Read an Excerpt

CHAPTER 1

EVOLUTION & DIVERSITY OF SNAKES

Snakes are elongate animals with fragile skulls and skeletons, which may become disarticulated and separated post-mortem. It is therefore no surprise that relatively few complete snake fossils are available, most comprising a few vertebrae and skull fragments.

THE EVOLUTION OF SNAKES

There are two contrasting schools of thought regarding the evolutionary origin of snakes. One theory proposed that they evolved from a now extinct group of large marine reptiles known as mosasaurs, which dominated the Late Cretaceous oceans. The other theory holds that snakes have a terrestrial origin and evolved from within the Anguimorpha, a suborder of lizards that today contains the slow worms, alligator lizards, monitor lizards, and the venomous Gila monster, and beaded lizards. This latter theory is the more widely accepted, but there is still support for an aquatic mosasaur origin.

The earliest snakes are now thought to date from the Middle Jurassic or Early Cretaceous period, 167–140 MYA (million years ago), with fossil examples discovered in England, Portugal, and Colorado, USA. These fossil examples comprise a few vertebrae and fragments of jawbones, but they can be readily identified as snakes by their strongly recurved teeth, a common characteristic of modern and ancestral snakes. Their discovery suggests a much earlier origin for snakes than the previously accepted Late Cretaceous, 95 MYA.

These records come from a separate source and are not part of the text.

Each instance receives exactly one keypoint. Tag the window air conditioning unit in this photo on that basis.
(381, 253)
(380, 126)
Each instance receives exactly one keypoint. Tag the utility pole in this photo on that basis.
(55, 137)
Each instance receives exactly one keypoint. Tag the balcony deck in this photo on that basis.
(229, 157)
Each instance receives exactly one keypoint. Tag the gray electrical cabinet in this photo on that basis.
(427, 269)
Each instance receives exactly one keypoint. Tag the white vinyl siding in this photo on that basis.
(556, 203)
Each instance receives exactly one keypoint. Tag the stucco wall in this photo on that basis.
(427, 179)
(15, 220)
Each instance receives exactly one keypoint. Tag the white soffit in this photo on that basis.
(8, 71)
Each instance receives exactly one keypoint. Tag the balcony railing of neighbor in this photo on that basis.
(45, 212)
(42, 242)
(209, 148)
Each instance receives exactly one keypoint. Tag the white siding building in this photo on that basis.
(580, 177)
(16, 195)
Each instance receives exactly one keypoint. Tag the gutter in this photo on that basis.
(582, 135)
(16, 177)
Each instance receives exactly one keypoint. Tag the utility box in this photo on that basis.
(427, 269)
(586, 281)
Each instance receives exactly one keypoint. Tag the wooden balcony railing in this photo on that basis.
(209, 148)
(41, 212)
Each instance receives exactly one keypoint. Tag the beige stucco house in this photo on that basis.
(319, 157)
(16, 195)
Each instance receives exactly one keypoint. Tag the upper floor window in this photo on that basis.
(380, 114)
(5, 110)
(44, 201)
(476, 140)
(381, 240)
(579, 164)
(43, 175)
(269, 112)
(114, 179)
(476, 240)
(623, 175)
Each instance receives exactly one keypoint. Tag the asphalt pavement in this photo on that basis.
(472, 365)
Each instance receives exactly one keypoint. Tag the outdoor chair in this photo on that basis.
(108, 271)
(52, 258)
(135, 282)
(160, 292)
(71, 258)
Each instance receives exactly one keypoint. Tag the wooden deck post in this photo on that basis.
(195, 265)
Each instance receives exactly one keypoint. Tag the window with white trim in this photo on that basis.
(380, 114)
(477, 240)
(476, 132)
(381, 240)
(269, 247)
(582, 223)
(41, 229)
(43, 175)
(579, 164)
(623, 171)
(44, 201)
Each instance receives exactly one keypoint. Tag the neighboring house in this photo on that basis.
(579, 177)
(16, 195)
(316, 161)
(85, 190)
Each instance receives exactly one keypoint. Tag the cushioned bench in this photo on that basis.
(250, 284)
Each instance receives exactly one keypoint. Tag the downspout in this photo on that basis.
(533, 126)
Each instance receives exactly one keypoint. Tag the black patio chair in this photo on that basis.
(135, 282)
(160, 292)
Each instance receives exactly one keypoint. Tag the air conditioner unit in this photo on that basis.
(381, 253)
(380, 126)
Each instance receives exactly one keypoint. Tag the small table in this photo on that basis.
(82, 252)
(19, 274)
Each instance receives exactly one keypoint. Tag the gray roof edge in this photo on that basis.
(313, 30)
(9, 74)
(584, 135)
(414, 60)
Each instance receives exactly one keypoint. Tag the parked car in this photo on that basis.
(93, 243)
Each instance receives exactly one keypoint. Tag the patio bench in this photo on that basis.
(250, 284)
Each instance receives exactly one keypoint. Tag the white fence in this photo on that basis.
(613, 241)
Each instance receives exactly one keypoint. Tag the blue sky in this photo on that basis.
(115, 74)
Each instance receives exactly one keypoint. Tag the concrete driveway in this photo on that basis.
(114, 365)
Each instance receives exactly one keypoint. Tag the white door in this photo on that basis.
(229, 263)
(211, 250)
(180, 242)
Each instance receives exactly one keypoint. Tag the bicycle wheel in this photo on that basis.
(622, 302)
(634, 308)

Early snakes are thought to have inhabited warm, wet, well-vegetated habitats, where they existed as terrestrial, nocturnal, wide-foraging, non-constricting stealth hunters, preying on soft-bodied invertebrates and vertebrates of lesser width than their own heads. A modern comparison might be the Asian pipesnakes (Cylindrophis). The greatest explosion in snake diversity appears to have occurred following the Cretaceous–Paleogene extinction event, 66 MYA. This led to the extinction of the dinosaurs, mosasaurs, and 75 percent of all life on Earth, but it also resulted in the rise of the mammals, a potential prey source of early snakes.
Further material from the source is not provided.